Commercialisti...prealpini...ma non di Sondrio.

Devo dire che Tremonti mi ha stupito. Se penso che anni fa esordì con la proposta di rifinanziamento degli immobili per sfruttare la bolla. Sappiamo tutti com'è finita...

Innanzitutto una precisazione: in linea di principio sono assolutamente contrario a qualsiasi forma di protezionismo, sogno di vivere in un vero mercato libero. Purtroppo così non è: la guerra fredda l'hanno vinta i socialisti e con questa realtà dobbiamo convivere.

Per tornare al tema: sono assolutamente daccordo con Michele Boldrin, aggiungo che secondo me non ha senso parlare di liberalizzazione e libero commercio quando si vive in una economia pianificata. Ci dobbiamo difendere usando armi che ci consentono di vincere. Quindi su i dazi, e finalmente qualcuno ha il coraggio di dirlo.

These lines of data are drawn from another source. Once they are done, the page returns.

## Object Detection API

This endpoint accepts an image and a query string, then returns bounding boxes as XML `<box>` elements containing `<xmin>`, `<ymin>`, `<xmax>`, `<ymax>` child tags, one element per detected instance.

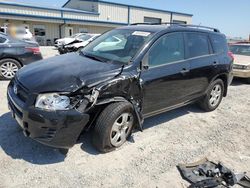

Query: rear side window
<box><xmin>0</xmin><ymin>37</ymin><xmax>6</xmax><ymax>44</ymax></box>
<box><xmin>148</xmin><ymin>33</ymin><xmax>184</xmax><ymax>67</ymax></box>
<box><xmin>210</xmin><ymin>35</ymin><xmax>228</xmax><ymax>54</ymax></box>
<box><xmin>186</xmin><ymin>33</ymin><xmax>210</xmax><ymax>58</ymax></box>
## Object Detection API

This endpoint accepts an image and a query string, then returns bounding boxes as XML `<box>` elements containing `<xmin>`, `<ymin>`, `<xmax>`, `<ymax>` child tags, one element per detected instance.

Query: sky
<box><xmin>1</xmin><ymin>0</ymin><xmax>250</xmax><ymax>39</ymax></box>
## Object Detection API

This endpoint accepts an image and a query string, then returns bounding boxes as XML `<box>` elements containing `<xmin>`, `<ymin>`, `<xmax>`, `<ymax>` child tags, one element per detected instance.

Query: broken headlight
<box><xmin>35</xmin><ymin>93</ymin><xmax>70</xmax><ymax>110</ymax></box>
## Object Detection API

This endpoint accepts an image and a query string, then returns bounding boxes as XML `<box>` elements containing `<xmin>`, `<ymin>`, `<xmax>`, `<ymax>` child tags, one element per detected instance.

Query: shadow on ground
<box><xmin>0</xmin><ymin>113</ymin><xmax>65</xmax><ymax>165</ymax></box>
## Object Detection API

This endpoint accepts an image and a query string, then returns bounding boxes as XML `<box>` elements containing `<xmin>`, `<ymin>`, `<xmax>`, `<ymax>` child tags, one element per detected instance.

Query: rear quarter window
<box><xmin>0</xmin><ymin>37</ymin><xmax>6</xmax><ymax>44</ymax></box>
<box><xmin>210</xmin><ymin>35</ymin><xmax>228</xmax><ymax>54</ymax></box>
<box><xmin>186</xmin><ymin>33</ymin><xmax>210</xmax><ymax>58</ymax></box>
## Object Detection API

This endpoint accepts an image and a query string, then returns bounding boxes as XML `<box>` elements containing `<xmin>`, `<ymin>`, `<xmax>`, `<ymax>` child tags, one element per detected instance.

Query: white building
<box><xmin>0</xmin><ymin>0</ymin><xmax>192</xmax><ymax>45</ymax></box>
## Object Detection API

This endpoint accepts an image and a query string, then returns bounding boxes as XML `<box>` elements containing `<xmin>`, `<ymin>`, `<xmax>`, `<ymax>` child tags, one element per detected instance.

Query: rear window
<box><xmin>186</xmin><ymin>33</ymin><xmax>210</xmax><ymax>58</ymax></box>
<box><xmin>230</xmin><ymin>45</ymin><xmax>250</xmax><ymax>56</ymax></box>
<box><xmin>210</xmin><ymin>35</ymin><xmax>228</xmax><ymax>54</ymax></box>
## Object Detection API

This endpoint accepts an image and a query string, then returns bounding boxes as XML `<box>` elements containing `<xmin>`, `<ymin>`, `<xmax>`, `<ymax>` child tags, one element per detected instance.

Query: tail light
<box><xmin>228</xmin><ymin>52</ymin><xmax>234</xmax><ymax>62</ymax></box>
<box><xmin>26</xmin><ymin>47</ymin><xmax>41</xmax><ymax>54</ymax></box>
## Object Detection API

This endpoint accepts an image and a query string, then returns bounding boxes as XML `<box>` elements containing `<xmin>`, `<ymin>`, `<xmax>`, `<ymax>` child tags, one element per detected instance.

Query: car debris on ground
<box><xmin>177</xmin><ymin>158</ymin><xmax>250</xmax><ymax>188</ymax></box>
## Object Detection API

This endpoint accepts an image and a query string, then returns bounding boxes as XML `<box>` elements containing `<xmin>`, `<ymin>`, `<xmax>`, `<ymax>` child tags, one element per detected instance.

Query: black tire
<box><xmin>0</xmin><ymin>58</ymin><xmax>22</xmax><ymax>80</ymax></box>
<box><xmin>199</xmin><ymin>79</ymin><xmax>225</xmax><ymax>112</ymax></box>
<box><xmin>92</xmin><ymin>102</ymin><xmax>136</xmax><ymax>153</ymax></box>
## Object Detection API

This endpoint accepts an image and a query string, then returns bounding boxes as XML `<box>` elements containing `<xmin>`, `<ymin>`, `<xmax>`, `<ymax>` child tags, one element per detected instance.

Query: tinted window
<box><xmin>186</xmin><ymin>33</ymin><xmax>210</xmax><ymax>58</ymax></box>
<box><xmin>210</xmin><ymin>35</ymin><xmax>228</xmax><ymax>54</ymax></box>
<box><xmin>0</xmin><ymin>37</ymin><xmax>6</xmax><ymax>44</ymax></box>
<box><xmin>230</xmin><ymin>45</ymin><xmax>250</xmax><ymax>56</ymax></box>
<box><xmin>148</xmin><ymin>33</ymin><xmax>184</xmax><ymax>67</ymax></box>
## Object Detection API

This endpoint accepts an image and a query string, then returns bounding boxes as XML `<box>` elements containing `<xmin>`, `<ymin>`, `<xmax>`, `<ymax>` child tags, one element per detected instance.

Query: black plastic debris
<box><xmin>177</xmin><ymin>158</ymin><xmax>250</xmax><ymax>188</ymax></box>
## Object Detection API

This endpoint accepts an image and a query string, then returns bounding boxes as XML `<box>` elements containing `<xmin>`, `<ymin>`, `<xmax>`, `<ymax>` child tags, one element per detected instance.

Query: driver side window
<box><xmin>148</xmin><ymin>33</ymin><xmax>184</xmax><ymax>67</ymax></box>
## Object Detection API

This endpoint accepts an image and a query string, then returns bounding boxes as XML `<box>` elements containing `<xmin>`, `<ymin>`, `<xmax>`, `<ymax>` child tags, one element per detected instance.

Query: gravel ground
<box><xmin>0</xmin><ymin>48</ymin><xmax>250</xmax><ymax>188</ymax></box>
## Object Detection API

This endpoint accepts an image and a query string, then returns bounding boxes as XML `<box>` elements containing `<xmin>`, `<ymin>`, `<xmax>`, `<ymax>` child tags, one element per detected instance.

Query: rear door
<box><xmin>141</xmin><ymin>33</ymin><xmax>191</xmax><ymax>116</ymax></box>
<box><xmin>185</xmin><ymin>32</ymin><xmax>219</xmax><ymax>99</ymax></box>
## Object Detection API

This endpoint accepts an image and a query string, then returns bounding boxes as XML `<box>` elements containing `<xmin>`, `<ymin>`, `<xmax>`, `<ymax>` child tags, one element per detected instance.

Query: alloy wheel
<box><xmin>0</xmin><ymin>62</ymin><xmax>19</xmax><ymax>79</ymax></box>
<box><xmin>209</xmin><ymin>84</ymin><xmax>222</xmax><ymax>107</ymax></box>
<box><xmin>110</xmin><ymin>113</ymin><xmax>134</xmax><ymax>147</ymax></box>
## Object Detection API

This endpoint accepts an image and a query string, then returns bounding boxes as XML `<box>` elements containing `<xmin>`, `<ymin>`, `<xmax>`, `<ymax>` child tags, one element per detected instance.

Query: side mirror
<box><xmin>141</xmin><ymin>53</ymin><xmax>149</xmax><ymax>70</ymax></box>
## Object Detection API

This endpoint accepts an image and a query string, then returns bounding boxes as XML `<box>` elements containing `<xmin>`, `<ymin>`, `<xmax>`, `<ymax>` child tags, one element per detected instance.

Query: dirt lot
<box><xmin>0</xmin><ymin>48</ymin><xmax>250</xmax><ymax>188</ymax></box>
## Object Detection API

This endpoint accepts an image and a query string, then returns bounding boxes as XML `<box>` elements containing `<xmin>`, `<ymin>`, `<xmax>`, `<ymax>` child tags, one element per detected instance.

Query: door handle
<box><xmin>181</xmin><ymin>68</ymin><xmax>190</xmax><ymax>74</ymax></box>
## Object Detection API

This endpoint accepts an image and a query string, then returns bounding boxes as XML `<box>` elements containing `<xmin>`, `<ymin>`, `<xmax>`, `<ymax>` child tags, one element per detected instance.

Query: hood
<box><xmin>16</xmin><ymin>53</ymin><xmax>121</xmax><ymax>93</ymax></box>
<box><xmin>234</xmin><ymin>54</ymin><xmax>250</xmax><ymax>65</ymax></box>
<box><xmin>72</xmin><ymin>41</ymin><xmax>89</xmax><ymax>48</ymax></box>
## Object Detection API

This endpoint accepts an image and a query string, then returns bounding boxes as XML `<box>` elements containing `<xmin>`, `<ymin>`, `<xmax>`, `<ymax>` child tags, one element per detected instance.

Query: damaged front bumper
<box><xmin>7</xmin><ymin>83</ymin><xmax>90</xmax><ymax>149</ymax></box>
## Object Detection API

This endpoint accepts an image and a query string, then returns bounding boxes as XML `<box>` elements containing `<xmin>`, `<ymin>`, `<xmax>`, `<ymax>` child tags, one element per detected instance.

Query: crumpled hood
<box><xmin>16</xmin><ymin>53</ymin><xmax>121</xmax><ymax>93</ymax></box>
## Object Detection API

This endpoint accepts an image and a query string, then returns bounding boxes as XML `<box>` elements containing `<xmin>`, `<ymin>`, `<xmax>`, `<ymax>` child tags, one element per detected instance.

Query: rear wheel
<box><xmin>200</xmin><ymin>79</ymin><xmax>225</xmax><ymax>112</ymax></box>
<box><xmin>0</xmin><ymin>59</ymin><xmax>22</xmax><ymax>80</ymax></box>
<box><xmin>92</xmin><ymin>102</ymin><xmax>135</xmax><ymax>153</ymax></box>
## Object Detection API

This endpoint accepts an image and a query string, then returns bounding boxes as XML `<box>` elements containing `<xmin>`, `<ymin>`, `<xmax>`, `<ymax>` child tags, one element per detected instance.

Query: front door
<box><xmin>65</xmin><ymin>27</ymin><xmax>74</xmax><ymax>37</ymax></box>
<box><xmin>141</xmin><ymin>33</ymin><xmax>192</xmax><ymax>116</ymax></box>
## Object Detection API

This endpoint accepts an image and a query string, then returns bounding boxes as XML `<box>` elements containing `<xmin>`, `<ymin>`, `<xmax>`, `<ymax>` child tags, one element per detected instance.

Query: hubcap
<box><xmin>110</xmin><ymin>113</ymin><xmax>134</xmax><ymax>147</ymax></box>
<box><xmin>209</xmin><ymin>84</ymin><xmax>222</xmax><ymax>107</ymax></box>
<box><xmin>0</xmin><ymin>62</ymin><xmax>18</xmax><ymax>79</ymax></box>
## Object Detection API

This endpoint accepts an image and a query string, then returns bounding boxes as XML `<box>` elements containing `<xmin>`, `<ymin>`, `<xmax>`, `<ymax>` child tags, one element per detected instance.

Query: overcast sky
<box><xmin>0</xmin><ymin>0</ymin><xmax>250</xmax><ymax>38</ymax></box>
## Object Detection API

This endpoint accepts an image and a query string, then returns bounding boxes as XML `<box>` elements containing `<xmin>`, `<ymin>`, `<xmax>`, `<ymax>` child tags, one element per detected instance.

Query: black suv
<box><xmin>8</xmin><ymin>24</ymin><xmax>232</xmax><ymax>152</ymax></box>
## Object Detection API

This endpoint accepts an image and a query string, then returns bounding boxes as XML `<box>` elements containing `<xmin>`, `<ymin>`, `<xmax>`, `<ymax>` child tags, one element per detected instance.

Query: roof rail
<box><xmin>130</xmin><ymin>22</ymin><xmax>220</xmax><ymax>33</ymax></box>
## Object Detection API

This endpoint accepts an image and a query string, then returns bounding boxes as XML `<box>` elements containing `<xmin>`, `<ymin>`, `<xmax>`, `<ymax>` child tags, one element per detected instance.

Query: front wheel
<box><xmin>200</xmin><ymin>79</ymin><xmax>225</xmax><ymax>112</ymax></box>
<box><xmin>92</xmin><ymin>102</ymin><xmax>135</xmax><ymax>153</ymax></box>
<box><xmin>0</xmin><ymin>59</ymin><xmax>22</xmax><ymax>80</ymax></box>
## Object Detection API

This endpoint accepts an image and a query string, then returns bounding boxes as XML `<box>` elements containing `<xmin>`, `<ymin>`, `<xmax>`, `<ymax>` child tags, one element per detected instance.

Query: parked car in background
<box><xmin>7</xmin><ymin>25</ymin><xmax>233</xmax><ymax>152</ymax></box>
<box><xmin>230</xmin><ymin>43</ymin><xmax>250</xmax><ymax>84</ymax></box>
<box><xmin>58</xmin><ymin>34</ymin><xmax>100</xmax><ymax>54</ymax></box>
<box><xmin>95</xmin><ymin>36</ymin><xmax>125</xmax><ymax>51</ymax></box>
<box><xmin>0</xmin><ymin>33</ymin><xmax>42</xmax><ymax>79</ymax></box>
<box><xmin>54</xmin><ymin>33</ymin><xmax>85</xmax><ymax>48</ymax></box>
<box><xmin>0</xmin><ymin>27</ymin><xmax>35</xmax><ymax>42</ymax></box>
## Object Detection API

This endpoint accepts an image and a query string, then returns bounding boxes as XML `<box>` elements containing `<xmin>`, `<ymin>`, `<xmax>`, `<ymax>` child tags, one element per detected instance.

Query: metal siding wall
<box><xmin>0</xmin><ymin>5</ymin><xmax>61</xmax><ymax>17</ymax></box>
<box><xmin>63</xmin><ymin>12</ymin><xmax>100</xmax><ymax>20</ymax></box>
<box><xmin>70</xmin><ymin>25</ymin><xmax>114</xmax><ymax>34</ymax></box>
<box><xmin>99</xmin><ymin>2</ymin><xmax>128</xmax><ymax>23</ymax></box>
<box><xmin>0</xmin><ymin>19</ymin><xmax>59</xmax><ymax>41</ymax></box>
<box><xmin>173</xmin><ymin>14</ymin><xmax>192</xmax><ymax>24</ymax></box>
<box><xmin>64</xmin><ymin>3</ymin><xmax>128</xmax><ymax>23</ymax></box>
<box><xmin>130</xmin><ymin>7</ymin><xmax>171</xmax><ymax>23</ymax></box>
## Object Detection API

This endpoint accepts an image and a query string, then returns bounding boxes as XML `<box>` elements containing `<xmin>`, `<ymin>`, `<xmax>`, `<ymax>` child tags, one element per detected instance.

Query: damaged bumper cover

Boldrin non ha parlato di dazi, though.

Non solo: la tesi di NoiseFromTrieste si basa sul'assunzione che le economie pianificate godono di un vantaggio incolmabile. Il che non spiega perche' il socialismo ha fallito cosi' clamorosamente in tutto il mondo (Cina inclusa, quando era praticato, cioe' fino a fine anni '70). Consiglio: informarsi sull'attuale struttura dell'economia cinese.

Interessante discussione, ma che non parte da un dato assoluto: la Cina e l'India hanno cominciato a svilupparsi perchè B, o meglio una sua parte, ha portato i soldi e le tecnologie,  e non credo che dopo averci messo tecnologie e quattrini le multinazionali accetterebbero dazi o altre forme di protezionismo. Se non altro perchè a loro volta sono in grado di "influenzare" le discussioni politiche nei paesi B. Il commercialista di Sondrio evoca scenari di cui conosce e capisce solo la parte che più gli interessa: parlare a quella parte di elettorato che si riconosce nel "modello lombardo": vendere le proprie merci a quella parte parassitaria ed assistita dell'Italia che si chiama meridione, maledicendolo, ma mantenendolo, ed evitare assolutamente l'ingresso della concorrenza nel suo mercato di sbocco.Già riconoscere questo ci porterebbe a discutere di cose più interessanti: lo spostamento di produzioni da B a A a chi giova?